What about some sort of backpack? I ask because I'm going to be doing the same thing in a couple of months and need some way to transport my Horseman LE.
Speaking from experience, if you are going to hike DO NOT TAKE A SHOULDER BAG. Ow. A five mile hike and a shoulder bag was all I needed as incentive to purchase a backpack. I have not regretted the purchase at all.
I have never gone to a workshop but I would take the opportunity to learn the wista. Plus a monorail is a B**ch to hike with and set up. It is pretty discouraging when you are missing the light because of how long it takes to set up the camera.
Take ZIPlock bags to put your film holders in, including the quickload/readyload/polaroid holder. It is a known fact that if there is a speck of dust or drop of water within a hundred yards it will be drawn to your film holder. Not the guy next to you, yours.
Technological society has succeeded in multiplying the opportunities for pleasure, but it has great difficulty in generating joy. Pope Paul VI
So, I think the "greats" were true to their visions, once their visions no longer sucked. Ralph Barker 12/2004
I have spent many days in Death Valley. You will have a blast. Mostly I carry an 8x10 or 11x14, so I know what bulk and weight are all about. The main hikes in DV for images are all under 1.5 miles, but involve sand, tight spaces or boulder hopping--indeed no place for a case on wheels. I would strongly suggest a backpack.

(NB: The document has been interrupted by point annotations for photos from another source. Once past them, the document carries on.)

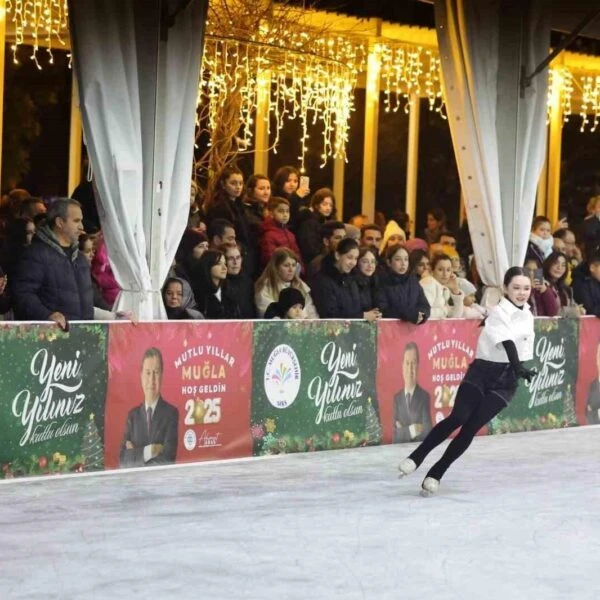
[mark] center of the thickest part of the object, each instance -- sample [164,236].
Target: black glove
[524,373]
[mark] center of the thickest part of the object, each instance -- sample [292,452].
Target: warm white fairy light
[310,79]
[45,22]
[406,70]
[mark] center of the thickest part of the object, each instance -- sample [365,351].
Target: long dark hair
[559,284]
[203,282]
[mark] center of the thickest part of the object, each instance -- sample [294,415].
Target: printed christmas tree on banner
[372,424]
[91,446]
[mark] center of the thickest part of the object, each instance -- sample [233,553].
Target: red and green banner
[588,381]
[314,386]
[204,384]
[419,369]
[122,395]
[53,391]
[548,401]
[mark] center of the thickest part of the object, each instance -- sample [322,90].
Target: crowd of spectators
[266,248]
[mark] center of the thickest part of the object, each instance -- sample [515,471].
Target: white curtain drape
[499,138]
[137,64]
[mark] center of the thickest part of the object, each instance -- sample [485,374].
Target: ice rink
[518,517]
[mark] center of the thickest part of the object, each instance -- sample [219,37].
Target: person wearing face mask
[490,383]
[213,296]
[336,292]
[281,272]
[402,297]
[540,241]
[310,221]
[442,289]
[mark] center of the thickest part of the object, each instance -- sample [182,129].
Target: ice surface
[518,517]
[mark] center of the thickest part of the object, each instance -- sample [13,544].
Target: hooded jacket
[49,279]
[403,298]
[336,294]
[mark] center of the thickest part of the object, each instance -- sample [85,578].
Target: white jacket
[438,296]
[265,296]
[506,322]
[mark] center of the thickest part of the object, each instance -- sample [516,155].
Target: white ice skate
[406,467]
[429,487]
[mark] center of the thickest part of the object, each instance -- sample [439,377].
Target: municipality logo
[282,376]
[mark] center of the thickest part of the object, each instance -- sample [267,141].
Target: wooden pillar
[542,193]
[261,134]
[2,46]
[75,140]
[412,162]
[371,133]
[339,170]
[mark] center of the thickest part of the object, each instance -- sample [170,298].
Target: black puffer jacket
[241,287]
[336,294]
[308,234]
[48,279]
[402,298]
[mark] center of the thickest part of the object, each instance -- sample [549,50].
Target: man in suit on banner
[151,430]
[412,418]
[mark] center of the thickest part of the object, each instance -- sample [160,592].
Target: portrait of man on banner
[151,430]
[412,417]
[593,399]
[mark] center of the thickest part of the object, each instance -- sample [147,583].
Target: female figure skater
[490,381]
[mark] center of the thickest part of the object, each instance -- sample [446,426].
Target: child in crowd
[274,230]
[289,306]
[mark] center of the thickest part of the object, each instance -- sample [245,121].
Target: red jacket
[273,236]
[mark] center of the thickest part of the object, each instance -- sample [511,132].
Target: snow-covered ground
[518,517]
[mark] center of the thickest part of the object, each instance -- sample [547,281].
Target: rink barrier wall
[71,402]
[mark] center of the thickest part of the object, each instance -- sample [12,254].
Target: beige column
[542,192]
[339,171]
[412,161]
[554,149]
[371,133]
[261,133]
[75,140]
[2,46]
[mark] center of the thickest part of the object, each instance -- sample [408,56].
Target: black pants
[472,410]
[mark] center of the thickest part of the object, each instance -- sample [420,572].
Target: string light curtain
[313,86]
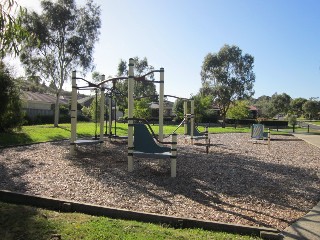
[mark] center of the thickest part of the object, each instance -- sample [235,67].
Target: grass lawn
[24,222]
[44,133]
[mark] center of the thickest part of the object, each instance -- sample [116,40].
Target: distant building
[253,112]
[39,104]
[167,109]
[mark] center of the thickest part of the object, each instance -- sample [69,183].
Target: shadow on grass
[23,222]
[13,138]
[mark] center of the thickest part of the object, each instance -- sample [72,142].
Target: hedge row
[49,119]
[267,123]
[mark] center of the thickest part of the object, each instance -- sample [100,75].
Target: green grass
[44,133]
[24,222]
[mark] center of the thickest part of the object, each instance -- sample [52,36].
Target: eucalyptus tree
[66,36]
[11,31]
[229,75]
[311,108]
[296,106]
[280,103]
[141,89]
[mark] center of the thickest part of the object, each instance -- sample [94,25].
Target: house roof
[253,108]
[41,97]
[82,101]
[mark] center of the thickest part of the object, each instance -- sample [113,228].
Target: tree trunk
[57,111]
[223,120]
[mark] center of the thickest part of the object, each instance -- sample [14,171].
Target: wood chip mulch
[237,182]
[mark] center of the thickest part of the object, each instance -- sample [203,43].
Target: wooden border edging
[176,222]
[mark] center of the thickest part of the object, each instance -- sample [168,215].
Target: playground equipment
[258,133]
[112,110]
[140,142]
[74,112]
[190,130]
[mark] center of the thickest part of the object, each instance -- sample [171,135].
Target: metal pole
[269,138]
[102,101]
[73,114]
[173,156]
[185,111]
[110,115]
[130,114]
[192,120]
[161,102]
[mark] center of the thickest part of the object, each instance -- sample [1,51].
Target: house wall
[33,109]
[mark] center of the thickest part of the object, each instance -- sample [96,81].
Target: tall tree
[239,110]
[11,31]
[141,89]
[263,104]
[280,103]
[296,106]
[67,36]
[230,75]
[11,115]
[311,108]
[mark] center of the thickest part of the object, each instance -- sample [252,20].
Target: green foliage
[141,89]
[86,111]
[203,108]
[34,223]
[178,110]
[311,109]
[280,104]
[94,109]
[11,115]
[229,76]
[142,109]
[239,110]
[292,120]
[296,106]
[11,31]
[67,35]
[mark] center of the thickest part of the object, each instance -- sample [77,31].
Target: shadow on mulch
[204,178]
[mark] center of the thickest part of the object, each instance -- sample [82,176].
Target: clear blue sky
[282,35]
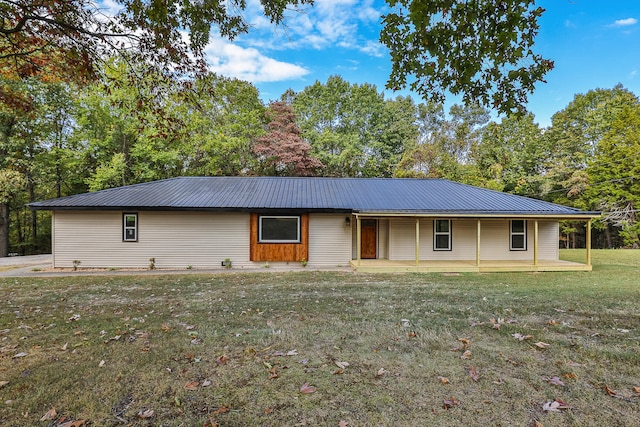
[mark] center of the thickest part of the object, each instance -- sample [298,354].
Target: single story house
[371,224]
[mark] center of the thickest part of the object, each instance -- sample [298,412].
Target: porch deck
[465,266]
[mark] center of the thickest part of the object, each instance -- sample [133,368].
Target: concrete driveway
[14,266]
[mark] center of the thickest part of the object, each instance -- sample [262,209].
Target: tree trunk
[4,229]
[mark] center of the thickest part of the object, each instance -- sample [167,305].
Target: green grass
[104,349]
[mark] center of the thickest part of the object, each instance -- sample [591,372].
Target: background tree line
[69,139]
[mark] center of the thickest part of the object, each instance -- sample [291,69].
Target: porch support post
[478,243]
[417,242]
[535,242]
[588,242]
[358,240]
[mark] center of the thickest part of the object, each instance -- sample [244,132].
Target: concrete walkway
[40,266]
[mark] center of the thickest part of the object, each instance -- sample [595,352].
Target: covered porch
[423,264]
[388,266]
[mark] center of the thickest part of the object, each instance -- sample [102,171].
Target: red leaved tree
[282,151]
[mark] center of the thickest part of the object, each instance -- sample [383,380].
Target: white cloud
[328,23]
[625,22]
[249,64]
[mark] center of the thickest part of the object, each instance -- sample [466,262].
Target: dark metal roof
[365,195]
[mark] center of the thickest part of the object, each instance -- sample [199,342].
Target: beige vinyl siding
[402,238]
[494,240]
[174,239]
[383,238]
[548,235]
[329,240]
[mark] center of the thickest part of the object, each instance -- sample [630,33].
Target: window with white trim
[442,235]
[130,227]
[279,229]
[518,235]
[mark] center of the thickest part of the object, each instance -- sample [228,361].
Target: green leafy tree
[575,133]
[444,145]
[353,130]
[222,116]
[73,37]
[510,155]
[614,176]
[481,49]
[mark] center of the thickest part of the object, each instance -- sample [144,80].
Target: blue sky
[595,44]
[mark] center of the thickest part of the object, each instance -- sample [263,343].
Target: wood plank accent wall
[274,252]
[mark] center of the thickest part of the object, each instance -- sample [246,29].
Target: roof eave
[481,214]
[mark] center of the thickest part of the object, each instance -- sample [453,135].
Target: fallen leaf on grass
[555,406]
[191,385]
[521,337]
[475,375]
[554,381]
[496,324]
[306,388]
[222,360]
[221,410]
[443,380]
[450,402]
[147,413]
[77,423]
[341,365]
[612,392]
[50,415]
[273,373]
[465,342]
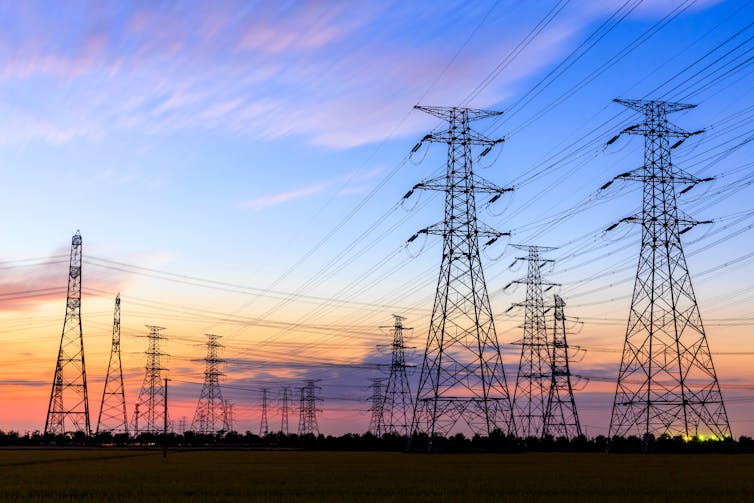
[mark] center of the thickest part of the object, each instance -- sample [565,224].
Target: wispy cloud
[349,184]
[336,74]
[282,197]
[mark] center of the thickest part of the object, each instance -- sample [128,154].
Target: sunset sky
[238,169]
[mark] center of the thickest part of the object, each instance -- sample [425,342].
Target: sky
[238,168]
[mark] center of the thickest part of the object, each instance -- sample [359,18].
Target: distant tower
[308,409]
[112,412]
[228,415]
[210,417]
[666,382]
[376,423]
[69,399]
[462,375]
[264,427]
[398,403]
[561,417]
[284,412]
[149,419]
[533,377]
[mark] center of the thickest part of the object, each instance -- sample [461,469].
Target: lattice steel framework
[376,422]
[533,376]
[210,416]
[667,381]
[69,399]
[561,416]
[462,376]
[149,414]
[264,427]
[284,411]
[112,411]
[398,404]
[307,424]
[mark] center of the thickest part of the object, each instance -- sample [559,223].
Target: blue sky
[264,144]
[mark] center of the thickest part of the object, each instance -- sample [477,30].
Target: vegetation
[368,442]
[103,475]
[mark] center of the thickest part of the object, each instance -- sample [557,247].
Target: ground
[129,475]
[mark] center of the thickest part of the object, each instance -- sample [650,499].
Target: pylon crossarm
[483,186]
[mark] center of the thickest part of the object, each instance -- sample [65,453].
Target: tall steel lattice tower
[462,374]
[307,424]
[561,416]
[210,417]
[264,427]
[112,411]
[376,423]
[69,399]
[397,401]
[533,377]
[149,413]
[284,412]
[667,382]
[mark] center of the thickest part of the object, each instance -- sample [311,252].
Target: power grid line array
[691,86]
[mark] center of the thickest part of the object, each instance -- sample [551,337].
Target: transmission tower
[69,400]
[210,417]
[284,412]
[667,381]
[397,403]
[112,411]
[228,415]
[377,423]
[533,377]
[264,428]
[561,418]
[308,409]
[150,407]
[462,374]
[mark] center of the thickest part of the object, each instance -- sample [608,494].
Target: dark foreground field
[126,475]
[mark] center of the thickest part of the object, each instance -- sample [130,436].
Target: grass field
[128,475]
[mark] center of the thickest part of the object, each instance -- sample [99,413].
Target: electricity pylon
[397,401]
[112,411]
[69,399]
[210,417]
[462,374]
[533,376]
[561,416]
[667,382]
[307,424]
[284,412]
[149,414]
[264,427]
[377,422]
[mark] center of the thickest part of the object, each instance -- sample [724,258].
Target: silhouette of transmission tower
[112,411]
[561,416]
[534,368]
[376,423]
[152,394]
[307,424]
[397,401]
[210,416]
[462,374]
[667,382]
[69,400]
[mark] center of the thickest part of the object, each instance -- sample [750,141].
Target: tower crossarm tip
[447,112]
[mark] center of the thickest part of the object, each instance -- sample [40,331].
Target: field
[130,475]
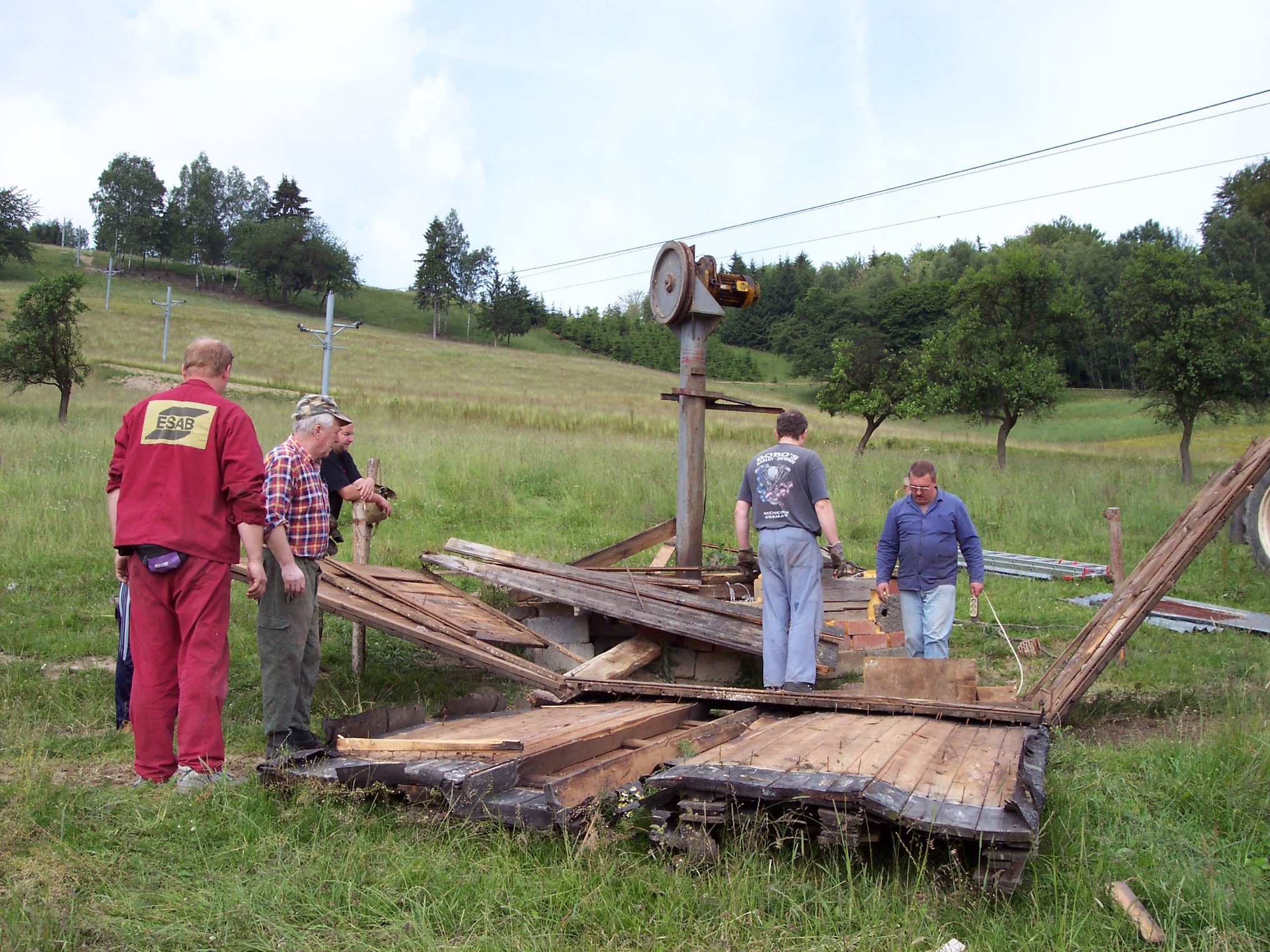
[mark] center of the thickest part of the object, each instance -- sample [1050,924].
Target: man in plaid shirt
[296,528]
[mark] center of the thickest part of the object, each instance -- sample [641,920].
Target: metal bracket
[714,402]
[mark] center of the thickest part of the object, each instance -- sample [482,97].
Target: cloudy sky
[568,130]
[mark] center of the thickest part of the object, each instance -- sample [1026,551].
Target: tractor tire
[1256,523]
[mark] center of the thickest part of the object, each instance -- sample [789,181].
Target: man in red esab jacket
[184,490]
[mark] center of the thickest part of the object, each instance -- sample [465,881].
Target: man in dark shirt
[342,478]
[785,489]
[924,532]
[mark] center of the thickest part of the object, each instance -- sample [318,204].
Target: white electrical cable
[1002,627]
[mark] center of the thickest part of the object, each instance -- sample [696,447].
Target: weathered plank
[614,772]
[619,660]
[929,678]
[637,543]
[417,745]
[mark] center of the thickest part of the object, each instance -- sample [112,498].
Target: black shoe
[305,740]
[280,743]
[799,687]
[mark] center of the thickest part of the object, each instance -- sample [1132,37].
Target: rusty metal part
[672,285]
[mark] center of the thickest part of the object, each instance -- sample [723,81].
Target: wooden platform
[849,776]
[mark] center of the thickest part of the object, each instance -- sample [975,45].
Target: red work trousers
[181,655]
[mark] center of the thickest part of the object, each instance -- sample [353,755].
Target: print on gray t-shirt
[782,485]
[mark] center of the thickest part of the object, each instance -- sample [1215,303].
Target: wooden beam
[424,745]
[577,787]
[816,701]
[605,738]
[620,660]
[637,543]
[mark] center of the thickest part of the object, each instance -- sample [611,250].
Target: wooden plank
[637,543]
[1110,628]
[578,746]
[929,678]
[663,555]
[629,766]
[412,745]
[818,700]
[488,657]
[484,620]
[619,660]
[734,625]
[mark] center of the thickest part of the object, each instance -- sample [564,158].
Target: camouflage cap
[315,405]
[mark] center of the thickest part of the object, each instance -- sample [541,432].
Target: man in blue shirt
[924,531]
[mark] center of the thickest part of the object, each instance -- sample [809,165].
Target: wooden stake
[1147,927]
[1117,547]
[362,557]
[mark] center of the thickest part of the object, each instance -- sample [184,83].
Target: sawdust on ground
[56,669]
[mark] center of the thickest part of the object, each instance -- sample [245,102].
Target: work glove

Originally Posted by ahgreenhill
It's about 3/4 mile over sand to the dunes at Stovepipe Wells. Blowing sand and dirt are your problems. Carry stuff sacks that are waterproof, as there is no place to set your film holders/meter/incidentals/etc. I put a metal hook on my tripod to hang all that stuff that should not touch the ground.
Salt Creek is a great hike, and you will probably go there at dusk. It's a board walk for the first 1/2 mile, then creek hopping and a winding one-person-at-a-time trail. Round trip is about 3 miles.
Mosaic Canyon is narrow and you must pull yourself up in places--no room for a big case or shoulder bag.
All the rest: Badwater, Devil's Golf Course; Devil's Cornfield; Ubehebe Crater; Zabriske Point are just off the road and short stroll.
Filters will not be too important, as you will have little haze, and will do the bulk of your shooting at dawn/morning or dusk/evening. Instead, you will want to control your development. Shoot tons of film and take lots of notes, then fiddle in the darkroom when you get home.
Please, when you get home, tell everyone that Death Valley is the worst place in the world! The truth will be our secret.
[QUOTE=mark]Speaking from experience, if you are going to hike DO NOT TAKE A SHOULDER BAG. Ow. A five mile hike and a shoulder bag was all I needed as incentive to purchase a backpack. I have not regretted the purchase at all.
Which backpack did you purchase and any recomendations on backpacks for 4x5's?